Abandoning the Dutch school
That's where the real damage is. Dutch football has an identity. Attacking, technical, aggressive in possession. Koeman buried it. Playing five at the back against Morocco didn't just cost a game — it cost credibility. Home newspaper Algemeen Dagblad called it a performance ranging from "sluggish, aimless passing" to the odd moment of life, then back to a defensive crouch. One reporter in the post-match press conference told Koeman directly that his team had looked scared. Koeman was visibly irritated. He defended the strategy. Nobody was convinced.
The comparison to Louis van Gaal stings. Four years ago in Qatar, the Netherlands made the quarter-finals. This edition?

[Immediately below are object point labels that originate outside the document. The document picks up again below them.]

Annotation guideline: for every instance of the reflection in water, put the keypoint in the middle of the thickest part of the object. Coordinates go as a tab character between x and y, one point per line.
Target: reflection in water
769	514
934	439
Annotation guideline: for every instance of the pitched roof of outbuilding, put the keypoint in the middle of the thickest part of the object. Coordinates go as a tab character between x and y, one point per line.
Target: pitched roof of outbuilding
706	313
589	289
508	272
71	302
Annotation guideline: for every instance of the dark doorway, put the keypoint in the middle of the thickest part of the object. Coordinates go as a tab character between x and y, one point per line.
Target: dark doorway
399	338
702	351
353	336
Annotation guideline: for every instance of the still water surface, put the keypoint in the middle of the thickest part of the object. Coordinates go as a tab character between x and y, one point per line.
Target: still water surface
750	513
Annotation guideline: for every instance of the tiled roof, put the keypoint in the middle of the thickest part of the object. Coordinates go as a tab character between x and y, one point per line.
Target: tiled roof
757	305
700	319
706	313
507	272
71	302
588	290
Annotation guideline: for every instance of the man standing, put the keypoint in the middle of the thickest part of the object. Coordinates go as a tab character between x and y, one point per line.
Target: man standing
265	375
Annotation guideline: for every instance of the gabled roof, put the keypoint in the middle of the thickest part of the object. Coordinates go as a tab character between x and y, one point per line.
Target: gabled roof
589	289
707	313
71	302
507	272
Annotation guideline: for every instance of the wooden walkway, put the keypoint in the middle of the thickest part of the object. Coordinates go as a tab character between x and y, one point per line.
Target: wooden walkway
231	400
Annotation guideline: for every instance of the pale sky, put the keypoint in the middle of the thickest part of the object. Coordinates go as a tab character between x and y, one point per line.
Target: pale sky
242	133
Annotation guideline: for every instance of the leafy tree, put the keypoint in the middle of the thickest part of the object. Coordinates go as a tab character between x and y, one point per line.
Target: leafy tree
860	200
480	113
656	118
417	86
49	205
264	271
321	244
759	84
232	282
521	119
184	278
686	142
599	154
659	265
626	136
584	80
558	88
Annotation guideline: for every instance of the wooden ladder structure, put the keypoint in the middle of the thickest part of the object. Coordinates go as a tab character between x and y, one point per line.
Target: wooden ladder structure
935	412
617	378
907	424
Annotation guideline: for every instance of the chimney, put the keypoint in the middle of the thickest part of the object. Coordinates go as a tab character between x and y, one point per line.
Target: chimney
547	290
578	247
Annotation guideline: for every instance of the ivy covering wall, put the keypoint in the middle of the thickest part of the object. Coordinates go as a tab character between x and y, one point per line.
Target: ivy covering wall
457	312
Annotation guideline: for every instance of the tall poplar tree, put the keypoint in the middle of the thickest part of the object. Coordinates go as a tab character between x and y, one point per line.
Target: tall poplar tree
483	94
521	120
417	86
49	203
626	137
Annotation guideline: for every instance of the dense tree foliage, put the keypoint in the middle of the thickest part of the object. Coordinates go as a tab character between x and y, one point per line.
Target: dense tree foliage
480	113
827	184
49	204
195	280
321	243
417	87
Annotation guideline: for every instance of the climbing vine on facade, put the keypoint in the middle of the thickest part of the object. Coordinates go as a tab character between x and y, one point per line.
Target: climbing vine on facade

Out in the round of 16, beaten by a side ranked outside the top 25 on penalties. Under Koeman's second stint, the Dutch couldn't beat a single FIFA top-25 nation throughout Euro 2024 — a tournament they still somehow reached the semifinals of.
This is Koeman's second time in charge. The first ended in August 2020 when he left mid-job to take over at Barcelona. That return was already a risk. Now, with the Dutch media turning, the dressing room questions mounting, and no convincing performance to point to, there's no runway left.
Netherlands' next managerial odds are worth watching closely — the job is prestigious, complicated, and almost certainly about to be vacant by Tuesday afternoon.